Home Decor Expo Highlights Trends

Home Decor Expo Highlights Trends

ELIZABETHTOWN, Ky.—

With home decorating and fix-up shows filling television sets today, many homeowners are keen to bring some new life to their homes.To help them in their quest for new ideas, the University of Kentucky Cooperative Extension Service and the Lincoln Trail Area Extension Homemakers sponsored their first Home Decor Expo.Liz Kingsland, Hardin County Extension agent for family and consumer sciences, said while the information people receive through their television set is good, the expo was a way to get them information on a more localized level.“Sometimes we have some information through our research-based specialists that maybe is a little bit more doable,” she said. “We wanted this to be things they can do.

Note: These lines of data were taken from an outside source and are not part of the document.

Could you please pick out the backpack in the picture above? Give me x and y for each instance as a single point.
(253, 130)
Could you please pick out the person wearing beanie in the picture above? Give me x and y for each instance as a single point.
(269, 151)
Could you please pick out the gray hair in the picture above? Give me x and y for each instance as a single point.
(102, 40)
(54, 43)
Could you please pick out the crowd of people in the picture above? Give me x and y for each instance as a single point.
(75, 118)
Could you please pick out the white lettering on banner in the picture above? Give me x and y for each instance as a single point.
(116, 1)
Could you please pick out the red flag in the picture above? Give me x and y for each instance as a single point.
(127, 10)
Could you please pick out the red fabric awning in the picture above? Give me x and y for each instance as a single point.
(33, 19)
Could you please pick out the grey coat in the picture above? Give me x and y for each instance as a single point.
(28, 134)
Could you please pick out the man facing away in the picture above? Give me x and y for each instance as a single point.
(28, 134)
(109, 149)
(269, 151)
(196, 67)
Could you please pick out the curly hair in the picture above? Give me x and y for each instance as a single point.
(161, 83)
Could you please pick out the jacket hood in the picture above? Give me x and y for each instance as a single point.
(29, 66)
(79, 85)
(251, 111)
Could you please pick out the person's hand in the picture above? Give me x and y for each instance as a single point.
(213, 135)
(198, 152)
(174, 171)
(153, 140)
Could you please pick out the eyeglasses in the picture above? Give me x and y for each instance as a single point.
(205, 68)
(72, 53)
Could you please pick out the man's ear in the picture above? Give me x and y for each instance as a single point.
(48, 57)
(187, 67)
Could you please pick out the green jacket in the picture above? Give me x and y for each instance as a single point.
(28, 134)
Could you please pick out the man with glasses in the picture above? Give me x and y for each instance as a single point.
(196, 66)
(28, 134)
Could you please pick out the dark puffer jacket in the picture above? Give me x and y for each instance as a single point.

We didn’t want this to be a traditional home show with garden work and buildings. We wanted this to be more educational within the home.”Kingsland and Deborah Thompson, Marion County Extension agent for family and consumer sciences, taught two classes on centerpieces and tabletop decorations. Other areas covered at the expo were lighting and energy saving tips, antiques, use of color, rugs, window fashions and linens, and decorating with pumpkins, gourds and cucurbits. “People are much more in tune to wanting to make their home environment more appealing to the senses and we just thought this was a great way to do it,” Thompson said. The recent expo was also an effort to provide a new format for Extension Homemaker sessions they conduct each month. Reba Hamilton, president of the Lincoln Trail Area Extension Homemakers, said the expo was an opportunity to see different things. She said she came to learn about table decorations in order to teach it to her fellow Homemaker club members.“I was very taken with all the table decorations,” said Hamilton, of Washington County. Theresa Howard, LaRue County Extension agent for family and consumer sciences, said having the program at a centralized location allowed them to pool talent and offer a broader program, not only to Extension Homemakers but to the general public as well. More than 200 people attended the event at the Pritchard Community Center in Elizabethtown.“People are having the opportunity to spend more time and money on home furnishings,” she said. “We knew this would be a very popular topic and with the attendance we’ve had, I believe that has shown this is the type of activity that the public enjoys.”